Eady, the first black Commissioner in Kissimmee in almost 50 years, said the city has changed over the decades.
“We want to make sure everyone is represented here in our city, because we promote so much diversity,” she said. “We want everybody to feel that they have the appropriate voice for their communities. We are very diverse, but we don’t want to be divided. That’s the main focus. We accept and appreciate that diversity, but we don’t want to promote division.”
Juneteenth—sometimes called “America’s Second Independence Day”—honors the date that the last enslaved people in the Confederate States learned that they had been freed. Although President Abraham Lincoln's Emancipation Proclamation went into effect Jan. 1, 1863, it took over two years for news of the Proclamation to reach Texas.

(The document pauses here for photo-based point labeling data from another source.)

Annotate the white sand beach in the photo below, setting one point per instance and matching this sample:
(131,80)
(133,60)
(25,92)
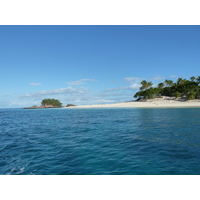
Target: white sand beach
(163,102)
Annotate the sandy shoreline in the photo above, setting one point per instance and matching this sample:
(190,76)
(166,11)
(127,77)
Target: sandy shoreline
(163,102)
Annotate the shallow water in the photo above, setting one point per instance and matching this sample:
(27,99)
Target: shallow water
(129,141)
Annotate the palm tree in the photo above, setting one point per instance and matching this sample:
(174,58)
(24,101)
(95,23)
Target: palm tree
(168,82)
(145,85)
(192,78)
(160,85)
(180,81)
(198,79)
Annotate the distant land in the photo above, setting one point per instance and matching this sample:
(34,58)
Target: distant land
(182,93)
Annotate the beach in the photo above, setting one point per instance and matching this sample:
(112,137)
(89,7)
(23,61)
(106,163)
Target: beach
(163,102)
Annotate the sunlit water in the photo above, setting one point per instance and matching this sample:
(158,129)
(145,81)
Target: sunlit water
(100,141)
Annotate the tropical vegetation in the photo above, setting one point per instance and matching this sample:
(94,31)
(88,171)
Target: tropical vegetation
(51,102)
(189,89)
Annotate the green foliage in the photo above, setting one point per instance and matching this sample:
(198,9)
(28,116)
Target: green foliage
(145,85)
(185,88)
(177,94)
(52,102)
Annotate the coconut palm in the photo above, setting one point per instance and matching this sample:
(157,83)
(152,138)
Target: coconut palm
(192,78)
(160,85)
(145,85)
(168,82)
(198,79)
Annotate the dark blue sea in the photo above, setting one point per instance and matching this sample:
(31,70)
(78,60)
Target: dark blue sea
(110,141)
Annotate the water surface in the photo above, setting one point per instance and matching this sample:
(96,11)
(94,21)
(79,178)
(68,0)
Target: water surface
(132,141)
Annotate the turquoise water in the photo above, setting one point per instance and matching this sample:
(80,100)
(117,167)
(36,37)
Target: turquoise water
(100,141)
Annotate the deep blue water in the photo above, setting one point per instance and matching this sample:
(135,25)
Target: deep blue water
(100,141)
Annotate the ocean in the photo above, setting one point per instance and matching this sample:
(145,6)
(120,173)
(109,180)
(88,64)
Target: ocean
(101,141)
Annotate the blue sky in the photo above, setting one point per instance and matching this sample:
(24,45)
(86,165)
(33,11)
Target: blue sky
(91,64)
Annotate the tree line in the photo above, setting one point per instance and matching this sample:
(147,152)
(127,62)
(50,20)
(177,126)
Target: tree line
(189,89)
(52,102)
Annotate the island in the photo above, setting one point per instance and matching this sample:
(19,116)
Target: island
(47,103)
(182,93)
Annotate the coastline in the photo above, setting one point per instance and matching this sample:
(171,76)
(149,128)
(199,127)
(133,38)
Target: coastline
(163,102)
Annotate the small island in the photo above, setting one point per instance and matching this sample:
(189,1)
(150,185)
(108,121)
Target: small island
(47,103)
(182,93)
(50,103)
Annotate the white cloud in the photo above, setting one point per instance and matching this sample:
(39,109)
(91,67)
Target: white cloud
(133,86)
(156,78)
(35,84)
(132,79)
(67,91)
(80,82)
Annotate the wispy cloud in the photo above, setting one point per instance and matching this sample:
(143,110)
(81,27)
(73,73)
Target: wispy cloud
(157,78)
(173,76)
(67,91)
(132,79)
(80,82)
(35,84)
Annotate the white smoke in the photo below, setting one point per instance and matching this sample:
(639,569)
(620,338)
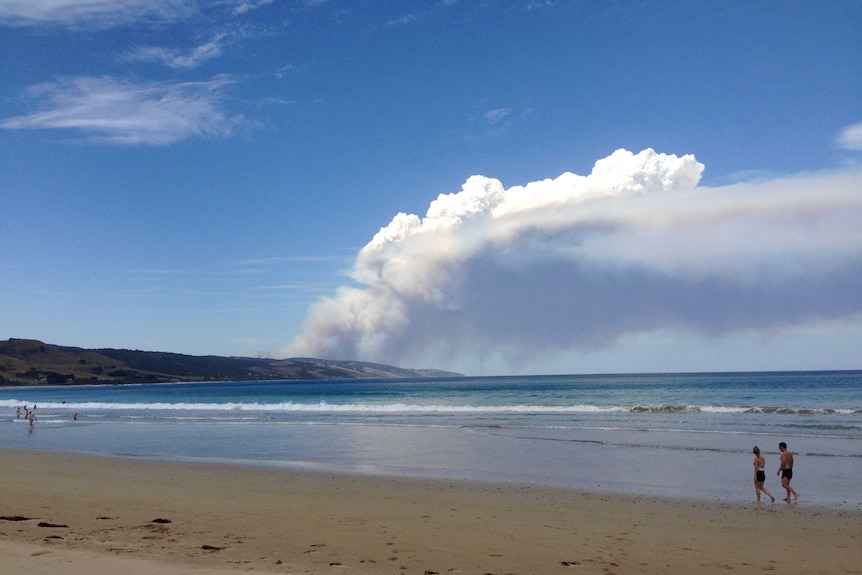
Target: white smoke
(580,261)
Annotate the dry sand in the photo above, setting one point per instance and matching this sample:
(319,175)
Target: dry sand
(73,514)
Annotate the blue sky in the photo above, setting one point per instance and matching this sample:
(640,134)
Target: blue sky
(664,186)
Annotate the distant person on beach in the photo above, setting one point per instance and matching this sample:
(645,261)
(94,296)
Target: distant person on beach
(760,475)
(786,470)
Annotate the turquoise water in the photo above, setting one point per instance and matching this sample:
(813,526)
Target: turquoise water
(679,434)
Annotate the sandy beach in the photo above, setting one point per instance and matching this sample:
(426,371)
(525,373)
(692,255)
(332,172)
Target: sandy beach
(77,514)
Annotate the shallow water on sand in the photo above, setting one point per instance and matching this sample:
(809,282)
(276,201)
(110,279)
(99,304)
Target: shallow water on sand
(682,435)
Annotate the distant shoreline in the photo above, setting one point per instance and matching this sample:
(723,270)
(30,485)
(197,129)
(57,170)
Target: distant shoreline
(25,362)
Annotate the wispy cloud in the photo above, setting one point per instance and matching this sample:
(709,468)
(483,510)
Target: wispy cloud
(109,110)
(249,5)
(579,262)
(850,137)
(100,13)
(178,59)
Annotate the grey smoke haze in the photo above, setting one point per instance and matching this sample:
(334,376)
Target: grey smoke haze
(578,262)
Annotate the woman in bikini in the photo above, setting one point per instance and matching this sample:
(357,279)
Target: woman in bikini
(760,475)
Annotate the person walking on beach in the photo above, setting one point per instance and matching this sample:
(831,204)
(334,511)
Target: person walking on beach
(760,475)
(786,470)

On June 19, 1865, Union troops arrived in Galveston, Texas, and Major General Gordon Granger issued General Orders, No. 3: “The people of Texas are informed that in accordance with a Proclamation from the Executive of the United States, all slaves are free. This involves an absolute equality of rights and rights of property between former masters and slaves, and the connection therefore existing between them becomes that between employer and hired laborer.”
Celebration broke out among the newly freed men, women, and children … and that celebration continues to this day.
While Juneteenth has long been celebrated in the African American community, June 19 officially became a federal holiday in 2021. Last year’s city celebration had to be canceled shortly before it began at the Kissimmee lakefront when severe thunderstorms rolled in, prompting a move to an indoor event for much of this year’s celebration.